Giovanni de Surdis Cacciafronte (1125 - 16 March 1184) was an Italian Roman Catholic priest and bishop from the Order of Saint Benedict. He served as the Bishop of Mantua from 1174 until his resignation in 1177 and held the position of Bishop of Vicenza from 1179 until his murder. The schism that Antipope Victor IV caused enabled him to proclaim his support for Pope Alexander III though leading to his removal from a position at the behest of Frederick Barbarossa.

The beatification cause commenced in 1222 under Pope Honorius III and culminated on 30 March 1824, when his beatification received formal ratification from Pope Leo XII upon the confirmation of the late bishop's enduring local 'cultus' - or popular devotion.

==Life==
Giovanni de Surdis Cacciafronte was born in 1125, in Cremona to the nobles Evangelista Sordi and Berta Persico. He lost his father as a child and his mother soon remarried the nobleman Adamo Cacciafronte who allowed his stepson to assume his surname and as such treated him as if he were his own child.

He was well-educated as a child and his desire to pursue the ecclesiastical life was well received at home. Cacciafronte entered the Order of Saint Benedict in 1141 at their convent of San Lorenzo in Cremona and was later ordained to the priesthood before being appointed as the prior of San Vittore - connected to San Lorenzo - and later being made as the abbot of San Lorenzo itself from 1155 until 1159. The schism that Antipope Victor IV caused - with the support of Frederick Barbarossa - caused the priest to affirm his ardent support of Pope Alexander III. He was banished from his convent after Barbarossa learned that he had supported the pope.

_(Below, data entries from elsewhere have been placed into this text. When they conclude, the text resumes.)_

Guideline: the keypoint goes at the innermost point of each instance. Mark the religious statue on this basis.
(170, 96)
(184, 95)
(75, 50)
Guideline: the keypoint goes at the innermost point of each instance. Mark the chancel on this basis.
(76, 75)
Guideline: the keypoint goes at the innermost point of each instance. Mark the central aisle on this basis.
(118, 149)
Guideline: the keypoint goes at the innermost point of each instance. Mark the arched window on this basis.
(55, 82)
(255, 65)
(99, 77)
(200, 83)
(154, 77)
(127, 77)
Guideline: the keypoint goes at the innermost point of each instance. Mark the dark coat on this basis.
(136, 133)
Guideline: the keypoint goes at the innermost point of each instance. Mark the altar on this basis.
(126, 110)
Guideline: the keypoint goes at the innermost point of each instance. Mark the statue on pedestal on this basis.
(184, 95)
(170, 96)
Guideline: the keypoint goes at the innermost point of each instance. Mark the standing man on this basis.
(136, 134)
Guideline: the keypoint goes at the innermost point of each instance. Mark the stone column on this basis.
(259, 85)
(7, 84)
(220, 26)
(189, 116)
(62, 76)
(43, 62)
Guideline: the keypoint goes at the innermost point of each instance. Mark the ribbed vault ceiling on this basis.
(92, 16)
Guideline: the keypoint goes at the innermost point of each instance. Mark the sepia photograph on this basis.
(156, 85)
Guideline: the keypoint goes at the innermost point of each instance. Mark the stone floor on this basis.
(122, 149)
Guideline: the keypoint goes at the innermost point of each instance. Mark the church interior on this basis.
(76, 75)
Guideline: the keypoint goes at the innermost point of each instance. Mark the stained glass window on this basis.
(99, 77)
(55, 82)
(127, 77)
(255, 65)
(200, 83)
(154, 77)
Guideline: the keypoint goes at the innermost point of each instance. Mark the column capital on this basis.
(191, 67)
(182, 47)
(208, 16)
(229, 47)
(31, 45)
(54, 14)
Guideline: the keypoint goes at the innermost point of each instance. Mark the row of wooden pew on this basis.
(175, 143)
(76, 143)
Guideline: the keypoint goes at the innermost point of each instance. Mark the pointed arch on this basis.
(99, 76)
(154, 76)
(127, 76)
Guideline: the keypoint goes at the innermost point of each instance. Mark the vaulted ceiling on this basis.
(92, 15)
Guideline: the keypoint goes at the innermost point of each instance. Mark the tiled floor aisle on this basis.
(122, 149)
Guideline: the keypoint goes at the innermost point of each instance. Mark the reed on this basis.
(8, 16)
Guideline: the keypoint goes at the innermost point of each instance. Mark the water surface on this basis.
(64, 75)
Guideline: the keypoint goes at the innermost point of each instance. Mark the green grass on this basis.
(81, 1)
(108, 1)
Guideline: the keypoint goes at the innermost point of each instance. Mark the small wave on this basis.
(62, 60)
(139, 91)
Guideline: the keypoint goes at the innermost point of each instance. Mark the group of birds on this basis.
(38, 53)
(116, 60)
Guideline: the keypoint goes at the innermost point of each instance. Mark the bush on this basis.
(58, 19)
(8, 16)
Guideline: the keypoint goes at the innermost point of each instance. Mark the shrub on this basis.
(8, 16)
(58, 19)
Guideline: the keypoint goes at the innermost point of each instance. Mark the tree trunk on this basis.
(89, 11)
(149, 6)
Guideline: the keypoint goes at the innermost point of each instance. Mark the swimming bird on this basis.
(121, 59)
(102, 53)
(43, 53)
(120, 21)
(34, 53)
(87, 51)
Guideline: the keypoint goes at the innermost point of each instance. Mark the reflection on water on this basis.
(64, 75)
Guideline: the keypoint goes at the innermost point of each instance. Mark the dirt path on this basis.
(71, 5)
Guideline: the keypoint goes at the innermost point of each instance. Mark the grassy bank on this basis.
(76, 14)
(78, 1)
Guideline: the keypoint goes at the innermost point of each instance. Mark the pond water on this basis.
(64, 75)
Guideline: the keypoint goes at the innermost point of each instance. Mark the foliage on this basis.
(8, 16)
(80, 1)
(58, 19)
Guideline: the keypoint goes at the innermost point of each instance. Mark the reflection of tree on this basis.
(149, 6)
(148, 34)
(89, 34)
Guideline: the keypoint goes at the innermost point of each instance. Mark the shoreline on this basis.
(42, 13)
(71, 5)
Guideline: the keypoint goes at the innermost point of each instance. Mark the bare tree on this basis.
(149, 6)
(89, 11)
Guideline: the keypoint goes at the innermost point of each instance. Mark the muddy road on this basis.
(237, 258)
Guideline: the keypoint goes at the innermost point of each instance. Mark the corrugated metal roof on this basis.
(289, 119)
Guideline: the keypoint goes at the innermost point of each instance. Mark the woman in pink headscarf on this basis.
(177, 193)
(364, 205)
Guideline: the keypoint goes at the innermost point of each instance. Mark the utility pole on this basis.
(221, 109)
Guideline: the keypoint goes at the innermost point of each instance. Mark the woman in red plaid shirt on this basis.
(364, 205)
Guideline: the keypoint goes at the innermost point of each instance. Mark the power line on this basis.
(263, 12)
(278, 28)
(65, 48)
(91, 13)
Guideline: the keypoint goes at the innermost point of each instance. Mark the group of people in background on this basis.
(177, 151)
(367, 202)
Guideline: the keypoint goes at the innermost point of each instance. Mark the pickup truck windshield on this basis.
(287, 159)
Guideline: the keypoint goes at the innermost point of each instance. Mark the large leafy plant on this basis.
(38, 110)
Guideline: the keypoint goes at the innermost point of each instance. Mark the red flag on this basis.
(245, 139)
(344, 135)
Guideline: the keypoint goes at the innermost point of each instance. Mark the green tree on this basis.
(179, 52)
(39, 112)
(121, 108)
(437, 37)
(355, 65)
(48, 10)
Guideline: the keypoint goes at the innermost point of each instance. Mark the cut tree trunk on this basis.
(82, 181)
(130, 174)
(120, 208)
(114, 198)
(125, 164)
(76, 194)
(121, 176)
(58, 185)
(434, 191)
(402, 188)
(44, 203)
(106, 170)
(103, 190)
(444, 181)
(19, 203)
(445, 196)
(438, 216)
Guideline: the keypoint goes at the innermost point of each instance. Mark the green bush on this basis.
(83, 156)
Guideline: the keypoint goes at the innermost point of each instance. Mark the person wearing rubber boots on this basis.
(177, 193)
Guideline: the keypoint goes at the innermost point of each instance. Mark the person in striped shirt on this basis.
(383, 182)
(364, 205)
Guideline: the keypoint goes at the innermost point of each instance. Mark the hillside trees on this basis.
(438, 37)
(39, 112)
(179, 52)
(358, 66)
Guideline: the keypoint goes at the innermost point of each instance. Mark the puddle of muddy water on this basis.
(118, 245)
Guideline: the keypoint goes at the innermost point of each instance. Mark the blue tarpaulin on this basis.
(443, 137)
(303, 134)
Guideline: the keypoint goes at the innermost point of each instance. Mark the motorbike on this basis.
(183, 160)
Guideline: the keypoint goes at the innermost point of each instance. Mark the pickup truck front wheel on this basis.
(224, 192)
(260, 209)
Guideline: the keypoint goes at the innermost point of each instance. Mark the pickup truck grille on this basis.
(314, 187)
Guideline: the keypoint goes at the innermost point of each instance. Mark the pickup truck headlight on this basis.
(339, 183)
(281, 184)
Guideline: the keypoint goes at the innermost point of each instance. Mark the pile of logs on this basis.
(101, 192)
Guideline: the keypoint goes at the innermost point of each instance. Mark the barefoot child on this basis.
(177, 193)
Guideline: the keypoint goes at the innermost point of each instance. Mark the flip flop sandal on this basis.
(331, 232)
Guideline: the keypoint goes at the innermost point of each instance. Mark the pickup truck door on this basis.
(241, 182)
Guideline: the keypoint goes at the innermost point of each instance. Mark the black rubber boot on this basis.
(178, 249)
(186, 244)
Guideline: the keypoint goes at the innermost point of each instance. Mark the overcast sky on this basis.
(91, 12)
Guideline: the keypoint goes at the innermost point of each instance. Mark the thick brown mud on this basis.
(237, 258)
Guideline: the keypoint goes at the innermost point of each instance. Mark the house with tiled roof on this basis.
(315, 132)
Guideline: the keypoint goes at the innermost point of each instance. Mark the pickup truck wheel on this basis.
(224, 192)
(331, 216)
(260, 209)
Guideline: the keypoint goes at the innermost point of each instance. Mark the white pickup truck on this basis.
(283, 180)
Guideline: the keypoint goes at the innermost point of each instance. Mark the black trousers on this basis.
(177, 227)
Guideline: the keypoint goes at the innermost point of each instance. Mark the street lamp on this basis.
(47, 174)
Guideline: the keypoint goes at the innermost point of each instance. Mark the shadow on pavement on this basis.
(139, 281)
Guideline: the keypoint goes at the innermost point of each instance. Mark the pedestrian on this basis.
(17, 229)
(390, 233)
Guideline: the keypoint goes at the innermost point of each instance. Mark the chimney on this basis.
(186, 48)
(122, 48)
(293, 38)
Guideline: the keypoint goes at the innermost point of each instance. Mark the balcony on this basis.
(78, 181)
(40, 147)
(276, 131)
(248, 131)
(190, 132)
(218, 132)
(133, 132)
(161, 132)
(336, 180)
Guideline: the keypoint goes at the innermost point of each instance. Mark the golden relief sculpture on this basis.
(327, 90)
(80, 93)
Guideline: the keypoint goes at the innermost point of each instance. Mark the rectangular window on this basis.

The pontiff did not fail to notice the priest's support and so appointed him as the Bishop of Mantua after his predecessor sided with the antipope. But his predecessor later returned repentant and requested to be Mantua's bishop once more. Cacciafronte sent his resignation to Alexander III and returned to hermitage life though the pontiff had other ideas in mind and instead made him the Bishop of Vicenza. One particular initiative of his was to revive public devotion to Ss. Felice and Fortunato and another was to repave roads. He also combatted the heretical Cathars. He also established a theological training school for seminarians in 1184 before his death.

Cacciafronte was killed on 16 March 1184. He had reprimanded Pietro - who had been embezzling in an illegal move - and encouraged him to repent though the angered Pietro took his sword and killed the bishop in a merciless encounter. His remains were interred in the Cattedrale di Santa Maria Annunziata though were relocated to a new tomb in that church in 1441.

==Beatification==
The sainthood process commenced in 1222, when the late bishop's successor approached Pope Honorius III and requested such a cause open while the official process opened in 1223. The cause tried to resume its proceedings in 1647 under Pope Innocent X but failed though was reinvigorated in 1824.

The ratification of the late bishop's enduring and noted local 'cultus' - otherwise known as popular devotion - allowed for Pope Leo XII to issue his formal approval to the late bishop's beatification on 30 March 1824.